Nietzsche, Kawanan, dan Penciptaan Hukum

Penulis: Anom Surya Putra, Advokat

ARKANA~ Menjelang malam minggu, seorang rekan Advokat Pergerakan, Kaerasa Deal, mengirim pesan reflektif ketika kami membicarakan ide filsafat dari Nietzsche. Pesan singkatnya, Nietzsche tidak sedang memberi resep instan melainkan menantang: apakah kita mau hidup sekadar sebagai kawanan yang nyaman, atau sebagai pencipta makna? Pernyataan itu terdengar sederhana tetapi sesungguhnya mengguncang. Ia tidak sekadar menyentuh wilayah etika, melainkan menembus inti problem hukum di Indonesia hari ini.

Nietzsche, dalam karya-karya pentingnya seperti Also sprach Zarathustra dan Jenseits von Gut und Böse, mengecam moral kawanan (Herdenmoral) yakni cara hidup yang tunduk pada norma mayoritas dan bernaung di balik kenyamanan keseragaman. Kawanan, bagi Nietzsche, selalu menolak risiko, menghindari penderitaan, dan menuntut kepatuhan. Jika logika kawanan itu diadopsi ke dalam hukum, maka hukum dengan cepat berubah menjadi alat penjinakan, sekadar mekanisme menjaga stabilitas sosial, dan kehilangan daya penciptaan nilai. Hukum lalu lebih sibuk menidurkan masyarakat daripada menantang ketidakadilan.

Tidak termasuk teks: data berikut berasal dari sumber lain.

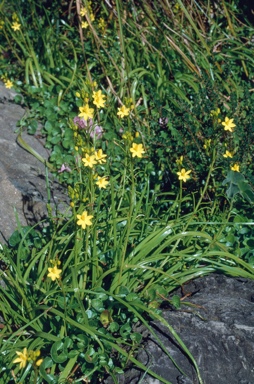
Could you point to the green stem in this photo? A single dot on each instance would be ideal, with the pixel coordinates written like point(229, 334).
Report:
point(211, 169)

Inilah yang sering kita jumpai dalam praktik hukum di Indonesia. Penegakan hukum kerap tampil formalistik, berhenti pada bunyi pasal, dan jarang memberi ruang bagi tafsir kreatif. Dalam kasus diskriminasi agama, hukum sering berpihak pada mayoritas atas nama ketertiban, sementara kelompok minoritas dipaksa diam. Dalam kasus korupsi, hukum kadang keras kepada pihak yang kalah dalam politik, tetapi lembek kepada mereka yang berada di lingkaran kekuasaan. Pada kasus pelanggaran HAM berat, hukum justru terhenti di meja kompromi politik. Bahkan ironisnya, sebagian kecil aktivis yang semula adalah korban pelanggaran HAM berbalik arah bersekutu dengan elit yang diduga pelanggar HAM berat. Semua itu adalah potret hukum yang tunduk pada moral kawanan, hukum yang lebih sibuk merawat kenyamanan mayoritas dan kepentingan elite daripada berani menantang kemapanan.

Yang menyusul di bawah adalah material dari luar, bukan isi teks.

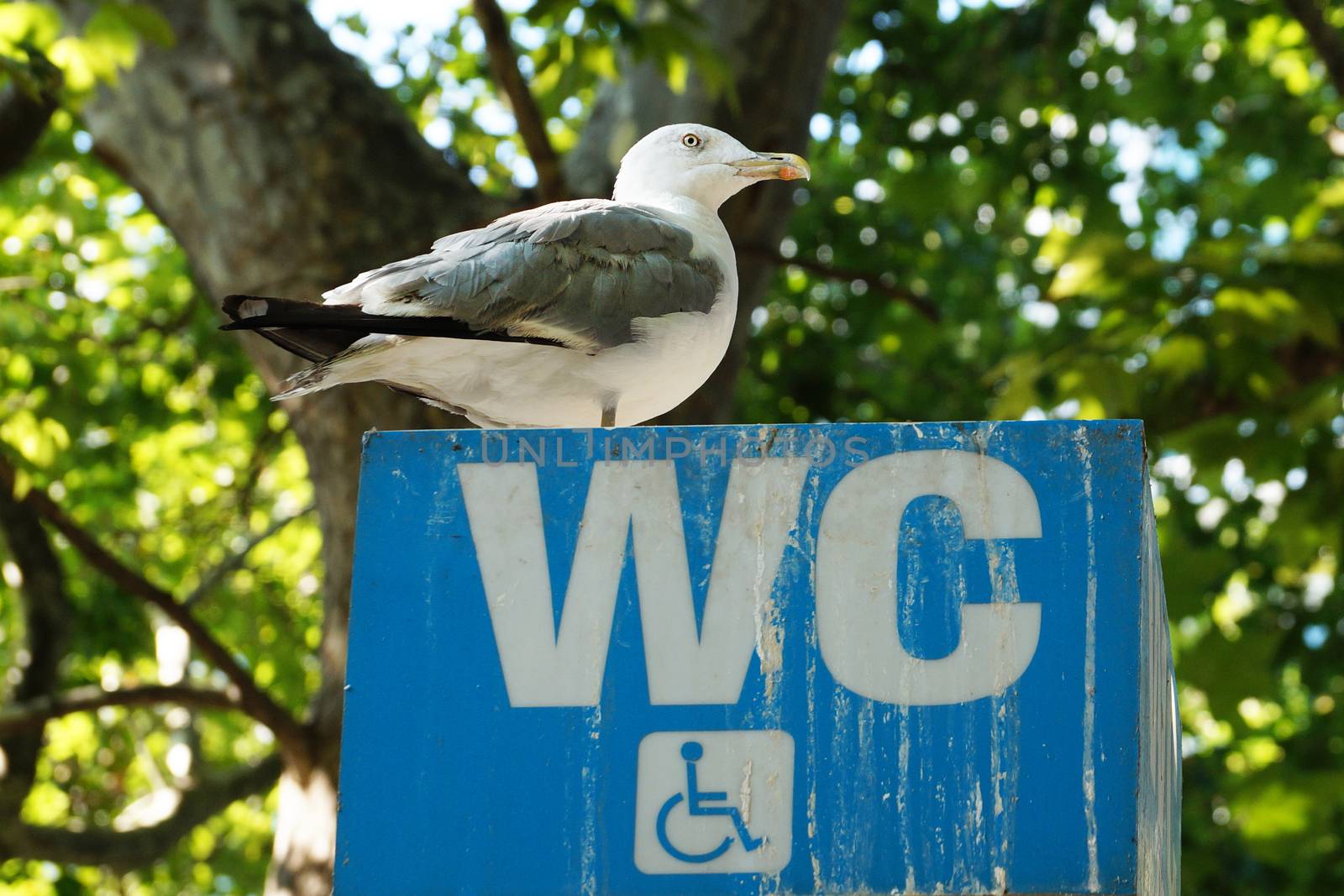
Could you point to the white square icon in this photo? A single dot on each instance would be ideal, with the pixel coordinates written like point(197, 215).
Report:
point(714, 802)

Nietzsche tentu bukan teoritisi hukum dalam pengertian klasik seperti Hans Kelsen atau H.L.A. Hart. Ia tidak pernah merumuskan sistem hukum yang lengkap. Namun, sebagaimana ditunjukkan oleh Drucilla Cornell dalam Nietzsche and the Law, gagasan Nietzsche tentang "kehendak untuk berkuasa" dapat dibaca sebagai dasar bagi cara pandang baru terhadap hukum. Hukum bukanlah bangunan kaku yang netral dan final, melainkan arena penafsiran yang terus bergerak. Peter Goodrich bahkan menyebut Nietzsche sebagai seorang “yuris anti-positivis,” sebab ia menolak ilusi objektivitas hukum. Bagi Nietzsche, hukum adalah produk tafsir, dan tafsir selalu terkait dengan siapa yang memiliki kuasa untuk menafsirkan dan siapa yang berani menantang tafsir lama dengan mencipta tafsir baru. Kurang lebih, persis seperti pesan advokat Kaerasa yang juga pejuang hak masyarakat adat nusantara.

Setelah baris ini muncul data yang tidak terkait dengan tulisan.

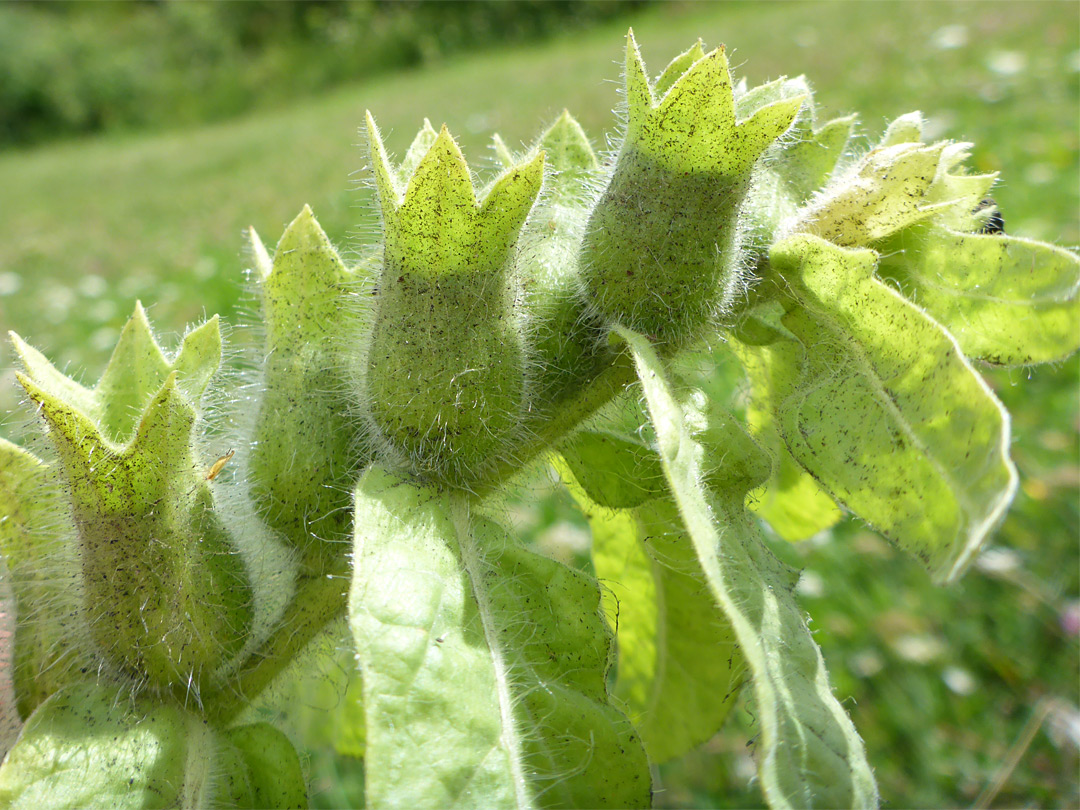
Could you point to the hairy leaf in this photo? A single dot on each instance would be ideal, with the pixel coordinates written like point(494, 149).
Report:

Dalam konteks ruang digital, refleksi ini menemukan dimensi baru. Media sosial di Indonesia telah menjelma “kawanan digital,” tempat bagi opini mayoritas dengan cepat menekan suara minoritas. Algoritma memperkuat moral kawanan: yang populer dianggap benar, yang berbeda dianggap berbahaya. Dalam kondisi ini, hukum mudah tergoda untuk ikut-ikutan, menjadi instrumen yang mengatur narasi digital alih-alih melindungi kebebasan berpikir. Regulasi seperti UU ITE atau kebijakan pengendalian konten sering dijalankan tidak sebagai ruang penciptaan makna, melainkan sebagai instrumen kawanan untuk membungkam yang berbeda. Di sinilah Nietzsche membantu kita melihat bahwa hukum digital, jika dibiarkan terjebak pada logika kawanan, hanya akan memperdalam ketakutan dan mengikis keberanian untuk berpikir bebas.

Isu aksi "17+8" yang disuarakan aktivis mahasiswa dan elemen masyarakat lainnya akhir-akhir ini juga memperlihatkan tarik-menarik itu. Tuntutan yang diajukan gerakan sipil dalam aksi tersebut berangkat dari keresahan terhadap konsolidasi kekuasaan, dominasi oligarki, dan lemahnya perlindungan terhadap rakyat kecil. Dalam wacana publik, aksi itu segera mendapat respons berlapis: sebagian menyebutnya ancaman stabilitas, sebagian lain melihatnya sebagai teriakan moral yang penting. Di sini hukum diuji. Apakah ia berpihak pada kenyamanan kawanan yang ingin tenang dan status quo terjaga, ataukah ia berani menjadi arena penciptaan makna baru, tempat aspirasi kritis mendapatkan legitimasi hukum untuk melahirkan nilai keadilan yang lebih hidup?

Nietzsche mengajukan figur Übermensch, sosok yang berani mencipta nilai baru, menolak tunduk pada moral kawanan, dan memikul tanggung jawab penuh atas tafsir yang ia lahirkan. Jika diterjemahkan ke dalam dunia hukum, figur Übermensch itu dapat berupa hakim yang tidak sekadar menjadi corong undang-undang, tetapi berani menafsirkan hukum demi melindungi yang lemah. Ia bisa berupa advokat yang tidak hanya membela kliennya, tetapi juga menantang struktur hukum yang menindas. Ia juga bisa berupa pembuat kebijakan yang tidak puas dengan kompromi pragmatis, tetapi berani merumuskan aturan yang membuka ruang bagi keadilan yang lebih luas, termasuk di ruang digital maupun di jalanan aksi.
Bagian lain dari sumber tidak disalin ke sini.